Source of the Son and the Spirit
Orthodox theology calls the Father the arche — the "beginning" or principle — within the Holy Trinity. The Son is eternally begotten of the Father; the Spirit eternally proceeds from the Father, as Christ Himself says of "the Spirit of truth, which proceedeth from the Father" (John 15:26). St. John of Damascus states it plainly: "The Father is one Father, and without beginning, that is, without cause: for He is not derived from anything." The Son and the Spirit are not thereby less than the Father — each is fully God, possessing the whole divine essence — but they are God from the Father, as light is from a lamp, while the Father is God from no one.
This teaching, called the monarchy of the Father, is how Orthodoxy answers the oldest question about the Trinity: if the Father, Son, and Spirit are each fully God, why are there not three gods? Because the unity of God is personal before it is arithmetical — one God because one Father, from whom the Son and Spirit eternally are, sharing His one essence. St. Paul confesses in exactly this shape: "to us there is but one God, the Father, of whom are all things... and one Lord Jesus Christ, by whom are all things" (1 Corinthians 8:6). It is also why the Filioque — the later Western addition confessing the Spirit's procession "from the Father and the Son" — matters so much to the Orthodox: it touches the very structure of the Trinity's life.
Not an old man in the sky
The Father has no body, no beard, no throne room above the clouds. "No man hath seen God at any time; the only begotten Son, which is in the bosom of the Father, he hath declared him" (John 1:18). For this reason the dominant Orthodox iconographic tradition does not depict the Father: what has never been seen cannot be painted, and images of Him as a white-haired elder, where they crept in, have been repeatedly discouraged. The Father is made known in His Son, who is His true and exact image — and He is approached, beyond every image and concept, in the reverent unknowing the Church calls apophatic.
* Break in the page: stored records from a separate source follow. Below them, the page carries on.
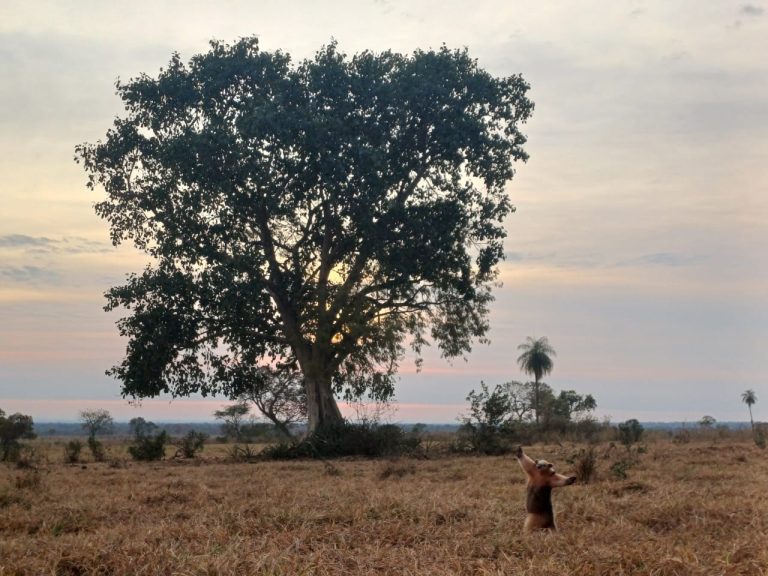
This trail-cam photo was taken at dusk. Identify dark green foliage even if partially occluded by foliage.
[128,430,168,460]
[128,416,157,438]
[517,336,557,424]
[88,436,107,462]
[80,408,115,439]
[754,423,768,450]
[455,382,601,454]
[611,460,632,480]
[177,430,208,458]
[263,422,421,460]
[64,440,83,464]
[617,418,644,448]
[0,410,35,462]
[213,402,251,442]
[457,382,513,454]
[128,417,169,460]
[567,446,597,484]
[76,38,533,430]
What may be said without hesitation is that the Father is good, and the giver of every good: "Every good gift and every perfect gift is from above, and cometh down from the Father of lights" (James 1:17). The whole economy of salvation begins in His love — He sends the Son, He sends the Spirit, and the end of all things is that His children come home to Him. Orthodox worship never forgets this grammar: the Church's central prayers are addressed to the Father, through the Son, in the Holy Spirit.